= Sunbridge Institute =

Sunbridge Institute (formerly Sunbridge College) is a non-profit adult learning center located in Chestnut Ridge, New York. The institute specializes in teacher training for Waldorf education, inspired by anthroposophy. Sunbridge is a full member of the Association of Waldorf Schools of North American (AWSNA) and the Waldorf Early Childhood Association of North America (WECAN) and is a partner of SUNY Empire State University.

Offerings include:

- Waldorf Early Childhood, Elementary, and High School Teacher Education diploma programs (13-week, low-residency, in-person/online programs held over the course of 25 months)
- Waldorf Elementary Music and World Languages & Cultures Teacher Education certificate programs (3-week, in-person programs)
- Online/in-person professional development and introductory courses and workshops on aspects of Waldorf education and teaching, held throughout the year and as part of Sunbridge's Summer Series.

==History==
The oldest existing Waldorf teacher education center in North America, Sunbridge was created in 1967 as The Waldorf Institute at the Detroit Waldorf School in Detroit, Michigan.
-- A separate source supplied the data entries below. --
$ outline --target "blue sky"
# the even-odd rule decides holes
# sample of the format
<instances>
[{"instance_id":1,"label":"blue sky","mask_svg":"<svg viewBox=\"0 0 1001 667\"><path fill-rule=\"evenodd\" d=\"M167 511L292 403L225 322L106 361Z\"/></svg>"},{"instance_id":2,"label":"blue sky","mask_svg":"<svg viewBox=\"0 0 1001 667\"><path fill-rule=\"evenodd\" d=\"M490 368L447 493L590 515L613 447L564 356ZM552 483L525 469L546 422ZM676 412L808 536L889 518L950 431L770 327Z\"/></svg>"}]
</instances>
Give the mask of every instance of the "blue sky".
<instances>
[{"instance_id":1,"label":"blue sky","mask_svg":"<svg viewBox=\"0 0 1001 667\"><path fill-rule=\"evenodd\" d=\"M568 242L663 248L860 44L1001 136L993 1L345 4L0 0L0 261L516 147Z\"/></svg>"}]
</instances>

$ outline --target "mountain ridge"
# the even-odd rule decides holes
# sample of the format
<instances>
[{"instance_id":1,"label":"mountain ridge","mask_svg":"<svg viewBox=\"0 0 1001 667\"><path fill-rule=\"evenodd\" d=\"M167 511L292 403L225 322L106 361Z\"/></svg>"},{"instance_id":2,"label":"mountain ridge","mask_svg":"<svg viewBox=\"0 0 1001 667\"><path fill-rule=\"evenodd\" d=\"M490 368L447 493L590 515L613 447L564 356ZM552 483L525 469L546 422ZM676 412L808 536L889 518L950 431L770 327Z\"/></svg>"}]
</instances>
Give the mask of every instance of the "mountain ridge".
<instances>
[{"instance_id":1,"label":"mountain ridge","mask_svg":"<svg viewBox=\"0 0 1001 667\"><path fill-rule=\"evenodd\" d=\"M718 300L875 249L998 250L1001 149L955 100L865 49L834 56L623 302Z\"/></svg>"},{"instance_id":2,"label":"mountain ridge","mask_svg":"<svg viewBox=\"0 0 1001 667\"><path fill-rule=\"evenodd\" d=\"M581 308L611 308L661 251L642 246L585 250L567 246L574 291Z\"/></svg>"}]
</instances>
In 1986 The Waldorf Institute moved to Chestnut Ridge; it was chartered and accredited by the State of New York under the name Sunbridge College in 1991. In 2010, Sunbridge ceased offering master's degrees and became licensed as Sunbridge Institute. Under the terms of its partnership with Empire State University of the State University of New York, Sunbridge Early Childhood, Elementary, and High School Teacher Education program students and graduates who enroll in SUNY Empire's Master of Education in Curriculum and Instruction program or its Master of Arts in Liberal Studies program will be awarded 12 credits upon documentation of their Sunbridge diploma, thereby earning the full elective credit requirement for a self-designed concentration in Waldorf Education toward their MEd or MALS degree.

==Location==
Sunbridge Institute is located in New York's Lower Hudson Valley, about 40 minutes from New York City. It is housed on the campus of the Threefold Educational Center, sharing a community with many other organizations including Green Meadow Waldorf School, Eurythmy Spring Valley, and the Pfeiffer Center for biodynamic agriculture also working out of the philosophies and teachings of Rudolf Steiner.